Jenn:   Yes, and we have been working hard to ensure that our metadata is of good quality, and that it is related to the needs and contexts of our users.   We've been working on a number of vocabularies to achieve this --specifically for Technical.Format and for the "Educational" category of elements.   As a part of the CLOE project, a list of "educational rationale" has been developed and has been widely discussed in the Ontario context.

Norm: I believe that these "educational rationale" terms are listed in Appendix A of the current CanCore guidelines document.

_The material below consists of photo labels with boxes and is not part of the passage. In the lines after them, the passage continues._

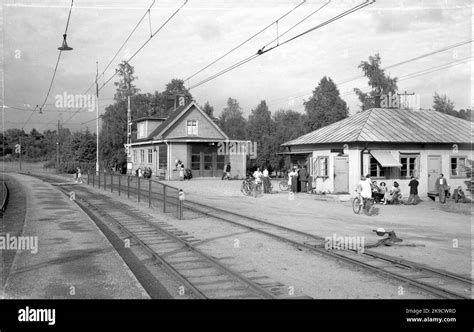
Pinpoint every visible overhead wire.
[21,0,74,130]
[188,0,375,90]
[268,39,474,106]
[185,0,306,81]
[64,0,188,123]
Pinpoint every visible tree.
[433,92,457,115]
[459,108,474,121]
[114,61,140,101]
[202,101,214,119]
[163,78,193,111]
[304,76,349,131]
[219,98,247,140]
[99,62,139,168]
[272,110,307,174]
[246,100,276,171]
[354,53,398,111]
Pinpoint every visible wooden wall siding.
[163,107,225,140]
[283,108,474,145]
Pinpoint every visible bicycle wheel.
[280,181,288,191]
[364,199,374,216]
[352,197,361,214]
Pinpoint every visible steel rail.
[55,186,277,299]
[181,201,471,299]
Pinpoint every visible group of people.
[253,167,272,194]
[356,174,422,205]
[175,160,193,181]
[221,161,231,180]
[356,174,467,205]
[288,166,311,193]
[74,167,83,183]
[135,167,153,179]
[435,173,467,204]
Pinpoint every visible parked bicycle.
[279,180,290,191]
[352,196,374,216]
[240,177,254,196]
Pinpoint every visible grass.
[436,198,472,215]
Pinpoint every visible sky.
[0,0,474,132]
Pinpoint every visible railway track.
[26,172,473,299]
[53,185,284,299]
[180,200,472,299]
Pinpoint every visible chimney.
[374,95,380,108]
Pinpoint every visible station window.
[186,120,197,135]
[148,149,153,164]
[315,157,329,177]
[204,154,212,170]
[158,146,168,169]
[451,156,466,177]
[216,155,225,170]
[369,157,386,178]
[400,154,420,178]
[191,154,201,171]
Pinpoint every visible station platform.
[0,173,149,299]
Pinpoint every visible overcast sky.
[2,0,472,131]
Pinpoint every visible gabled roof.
[137,101,228,141]
[133,116,166,122]
[282,108,473,146]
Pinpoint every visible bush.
[43,160,56,168]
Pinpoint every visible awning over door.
[370,150,402,167]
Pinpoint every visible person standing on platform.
[436,173,448,204]
[221,161,231,180]
[77,167,82,183]
[453,186,467,203]
[300,166,308,193]
[406,175,419,205]
[262,167,271,194]
[289,166,298,193]
[253,167,263,197]
[178,164,184,181]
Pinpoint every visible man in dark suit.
[436,173,449,204]
[299,166,308,193]
[453,186,467,203]
[406,175,419,205]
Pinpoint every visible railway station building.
[283,108,473,197]
[130,101,247,180]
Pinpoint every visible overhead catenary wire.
[99,0,188,91]
[185,0,306,81]
[341,56,474,97]
[21,0,74,130]
[64,0,188,127]
[268,39,474,106]
[188,0,375,90]
[64,0,188,123]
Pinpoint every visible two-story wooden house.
[130,101,246,180]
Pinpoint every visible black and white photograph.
[0,0,474,332]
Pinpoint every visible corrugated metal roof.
[282,108,473,146]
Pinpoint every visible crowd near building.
[283,108,473,194]
[130,101,247,180]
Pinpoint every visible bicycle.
[240,178,253,196]
[279,180,290,191]
[352,196,374,216]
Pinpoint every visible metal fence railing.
[86,173,184,220]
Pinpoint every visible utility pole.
[18,135,23,171]
[95,61,99,175]
[126,95,132,174]
[56,120,60,173]
[397,91,415,110]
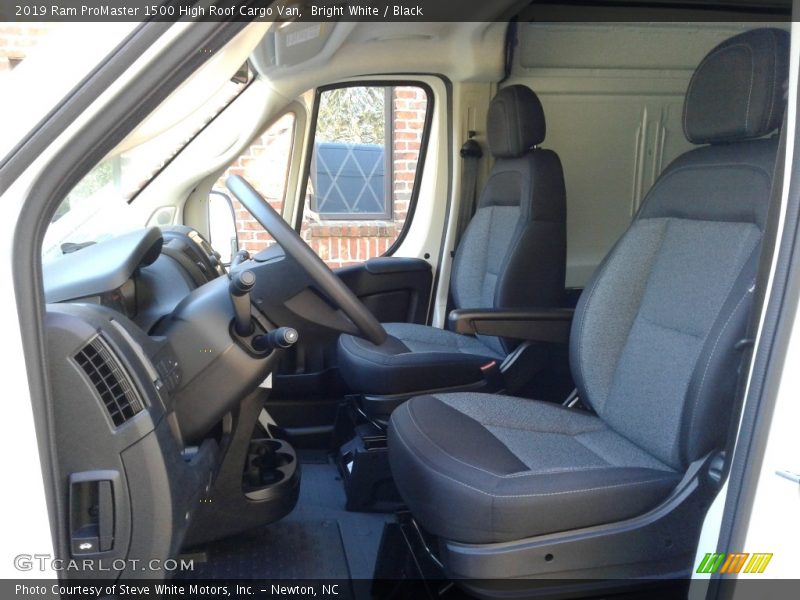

Dawn: Yes, and they seem to capture very well the perspective of an instructional designer or educational expert, but it seems less certain that their significance will be crystal clear to instructional staff, for example, at a community college.   And we have been working with many of our instructional staff, asking them to use CLOE, MERLOT and more than a dozen other repositories.   MERLOT and CLOE are popular, but there are general usability problems with many of the repositories.   The search interfaces aren't easy to use, and in many cases, the collections are too small to produce a sizable set of search results in a specific subject area.   Also, people are not necessarily finding some of the best stuff that's out there.   For example, I had a couple of folks in a recent workshop who were interested in early childhood; and I knew that their searches were not coming up with some of the best early childhood resources that are currently available.  

Norm:   Yes, I had a similar experience in developing a course that I am now teaching here at the U of T.   It's on "Information Technology Applications," and I was surprised at the difficult time I had trying to track down good, multimedial resources on things like computer ports and Internet governance.  

Dawn:   Yes, it would be great if someday resources recommended specifically for education could automatically appear at the top of something like a set of Google search results.

Norm:   Yes.   But that's much easier said than done of course.   At the same time, that's something we're all working towards!   Thanks for all the information about your project, and for taking the time to meet me here.

Dawn and Jennifer: You're welcome.   The pleasure was ours.